Para cualquier observador, puede resultar sorprendente y hasta contradictoria la declaración pública de Jesús acerca de Juan el Bautista, realzando su figura y su ministerio ante las multitudes. Cualquiera de nosotros no sería capaz de responder fácilmente, de esta manera, respecto de alguien que por momentos duda de tu persona y ministerio; eso es lo que Jesús hizo con Juan, lo revindicó públicamente, detecto su estado de ánimo y le devolvió un mensaje de esperanza y de afecto personal.
Esta reflexión es pertinente para cualquiera de nosotros hoy, pero permitidme enfocarla muy especialmente a los dirigentes del pueblo de Dios, a los pastores/as, a los diáconos y a los líderes de diversas áreas de servicio cristiano y otras responsabilidades ministeriales: ¡Cuántas veces albergamos en nuestros corazones esas dudas secretas que, en el peor de los casos, nos carcomen interiormente y matan no solo la fe sino también nuestra esperanza!
Muchas veces el cansancio, las decepciones, la ingratitud, el quebrantamiento de nuestra salud física y psicológica, también nuestros errores personales y los conflictos familiares propician ciertos estados de ánimo que derivan en pequeñas o grandes crisis espirituales, o incluso en auténticas crisis de fe.
Desde mi propia experiencia personal y ministerial, como consejero de pastores, no soy capaz de avanzar una fórmula mágica y concluyente; porque lo que a unos les va bien a otros no tanto, aun y encontrándose en situaciones similares. Las dudas acerca de nosotros mismos, más que del propio Señor, son las más frecuentes en el liderazgo porque también estamos muy expuestos.
Las causas pueden ser puramente circunstanciales y reactivas, y para estos casos el pronóstico es esperanzador y superable, por lo general. Los casos más complejos y destructivos son los casos endógenos, aquellos que se generan desde nuestro interior y se instalan en nuestra vida de forma patológica generando un efecto corrosivo en nuestras almas, pudiendo llegar a intoxicar gravemente nuestro espíritu y nuestra alma.
Existen estudios acerca de las causas por las que los pastores abandonan el ministerio con cierta frecuencia y algunas de ellas son imputables a los propios pastores, pero otras muchas tienen que ver con las mil y una sutilezas del enemigo de nuestras almas, sembrando en muchos de nosotros dudas acerca de la Providencia Divina o quizás haciéndonos desconfiar de nuestra pertinencia ministerial.
Las dudas también encuentran su origen en las frustraciones personales y en las falsas expectativas que nos hemos creado o que alguien nos ha inducido a creer, no proviniendo estas del mismo Señor.

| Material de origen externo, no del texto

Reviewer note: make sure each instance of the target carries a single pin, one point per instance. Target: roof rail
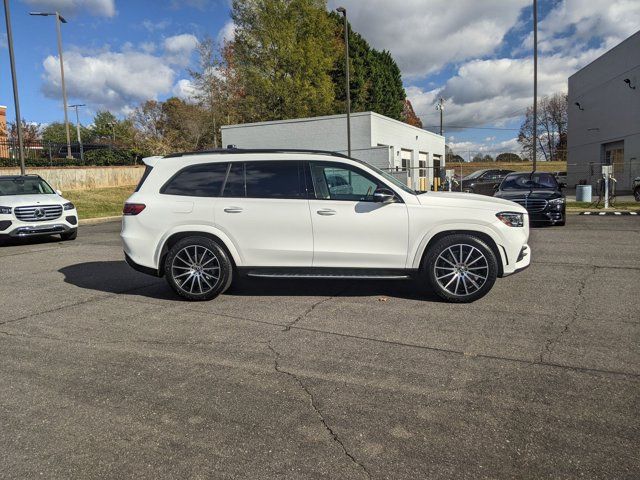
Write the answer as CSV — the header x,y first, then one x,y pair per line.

Con la ayuda de Dios hemos de acabar cuanto antes con la duda bloqueante de este asesino invisible de nuestra fe, o de lo contrario esta acabará con nosotros minando nuestra preciosa alma.
Desde luego que somos tan humanos y, a la vez, vasos de barro utilizados soberanamente por el mismo Señor, que debemos estar apercibidos de los dardos de fuego del Maligno respecto de las dudas que asaltan nuestras almas perturbando gravemente nuestro estado de ánimo.
Por eso es necesario vestirnos diligentemente con toda la armadura de Dios, para estar firmes y resistentes contra las múltiples asechanzas del Diablo, para que no nos devore cual león rugiente siempre hambriento de dudas destructoras.
No es una mala idea poder hablar con alguien que nos resulte confiable y nos inspire suficiente confianza como para hablarle acerca de nuestras dudas y temores personales o de cualquier crisis de fe que estemos padeciendo y someternos a su buen criterio y sabiduría espiritual.
Mientras tanto te propongo la declaración de fe del apóstol Pedro, proclamando a viva voz como un acto de confianza y autoafirmación las siguientes palabras bíblicas: Señor, tú eres el Cristo el Hijo del Dios viviente, solo tú puedes devolverme la fe y la esperanza perdida, amén.